Poem of the Month - October 2012

Azulejos: Ceramic Tiles

This is the geometry we want
to make of our lives: an intertwining
pattern that knots its way across the tiles,
its intricate spread, how your eye
traces the curves and angles along
walls and floors and ceilings full
of the complexity of enduring,
deep ochre and rose and indigo.
Palm-sized tiles, Handprints.
What is ground, what is figure,
we can't be sure; under a steady gaze,
each reverses into the other. How we travel together,
and apart; towards each other and into two
infinitely different
horizons.

Horizons
infinitely different
and apart, towards each other and into two,
each reverses into the other. How we travel together,
we can't be sure. Under a steady gaze,
what is ground, what is figure?
Palm-sized tiles. Handprints,
deep ochre and rose and indigo.
The complexity of enduring.
Walls and floors and ceilings
trace the curves and angles along
an intricate spread, how your eye
patterns the knots across the tiles.
To make of our lives: an intertwining -
this is the geometry we want.

From MARROW, WILLOW by Maureen Hynes (2011)

Maureen Hynes *!


When Maureen was asked in an interview with the OpenBook (4/2011), '"What was the last book of poetry you read that really knocked your socks off"' Maureen replied without hesitation: '"Ruth Roach Pierson's newest book, Contrary."' I wonder what it must have felt like to be invited some months later for a reading to the Edinburgh Festival together with Ruth? (see also Poem of the Month - September 2012) At least, I was very happy to have met two outstanding poets and been introduced to another female Canadian poet broadening my little European literary world.

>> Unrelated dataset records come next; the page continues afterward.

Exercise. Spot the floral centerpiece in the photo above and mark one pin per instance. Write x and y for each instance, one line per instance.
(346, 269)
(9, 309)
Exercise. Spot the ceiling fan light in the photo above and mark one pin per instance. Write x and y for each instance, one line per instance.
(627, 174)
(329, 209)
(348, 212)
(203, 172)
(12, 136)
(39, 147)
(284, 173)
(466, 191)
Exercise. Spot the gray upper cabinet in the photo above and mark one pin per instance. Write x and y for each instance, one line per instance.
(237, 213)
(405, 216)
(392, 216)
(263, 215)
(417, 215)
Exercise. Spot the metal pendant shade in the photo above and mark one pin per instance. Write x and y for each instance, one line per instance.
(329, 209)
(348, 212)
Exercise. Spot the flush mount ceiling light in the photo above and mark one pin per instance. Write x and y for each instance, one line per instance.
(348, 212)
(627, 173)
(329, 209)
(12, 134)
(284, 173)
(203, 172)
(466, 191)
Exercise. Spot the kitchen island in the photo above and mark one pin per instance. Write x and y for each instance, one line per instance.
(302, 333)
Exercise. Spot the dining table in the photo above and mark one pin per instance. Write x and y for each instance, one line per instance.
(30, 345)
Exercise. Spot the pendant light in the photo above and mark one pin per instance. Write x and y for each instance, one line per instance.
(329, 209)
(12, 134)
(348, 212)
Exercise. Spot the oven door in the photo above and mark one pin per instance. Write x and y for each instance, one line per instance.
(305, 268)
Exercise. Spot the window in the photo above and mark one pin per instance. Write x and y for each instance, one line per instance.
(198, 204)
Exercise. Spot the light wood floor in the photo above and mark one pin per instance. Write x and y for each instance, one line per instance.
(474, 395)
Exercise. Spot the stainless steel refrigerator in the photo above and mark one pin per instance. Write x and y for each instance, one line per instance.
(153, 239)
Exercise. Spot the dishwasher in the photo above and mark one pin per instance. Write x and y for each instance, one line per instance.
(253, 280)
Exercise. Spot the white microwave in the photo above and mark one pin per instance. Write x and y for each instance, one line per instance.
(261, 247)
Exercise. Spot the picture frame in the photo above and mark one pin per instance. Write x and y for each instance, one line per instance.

Marrow, Willow (2011) is already Maureen's third collection of poems. Her first book Rough Skin (1996) won the League of Canadian Poets' Gerald Lampert Award for Best Book of Poetry and together with her second book Harm's Way (2001), she was shortlisted for the CBC Literary Awards and appeared in various literary journals across Canada (just to mention some awards and honours...). She has been Writer-in-Residence at the University of Prince Edward Island and a judge herself to several poetry contests and awards. And she isn't limited to a Canadian audience: she also won one of Britain's major Poetry Awards, The Petra Kenney Poetry Award, and has given various workshops and readings abroad. Astonishingly, given the fact, as she recalls in the same interview that, when one of her poems were rejected by a campus journal during her undergraduate years, her resolution was: '"That's it, I'm not a poet."'
Not so astonishingly, given her resolution, she first turned to writing fiction when she recovered her creativity later on. Her first published work Letters from China (1981) had been a memoir/travel book of her time as an ESL/EFL teacher in China. Furthermore, she had various stories and (academic) articles published, but: still no poems. Surprisingly, Maureen turned back to poetry in times of trouble and obstacles: writing poetry can feel "like [...] climbing onto a stable and supportive raft in a troubled sea." (MH on BCP). A beautiful explanation that writing poetry means more to Maureen Hynes than shaping beautifully rhyming images and it wouldn't be her if she wrote from a limited personal introspection. In combination with her work as Poetry Editor for the national labour magazine Our Times and having been engaged with various social programmes, she is able to see the big picture and to weave the personal with the political and produce "some magical poems" as M. Travis Lane (PoetryReview, 2011) concludes. Probably, it is her core approach to writing poetry which explains her successfully woven work of art and I would like to end her introduction with another citation and a video of Maureen reading:
"The ability to create art out of language, to shape it, with form, into not just something that's beautiful, but something that also resonates with us emotionally and is taken into the core of our beings and remembered - that is something that feels urgent and compelling to me." (MH on BCP )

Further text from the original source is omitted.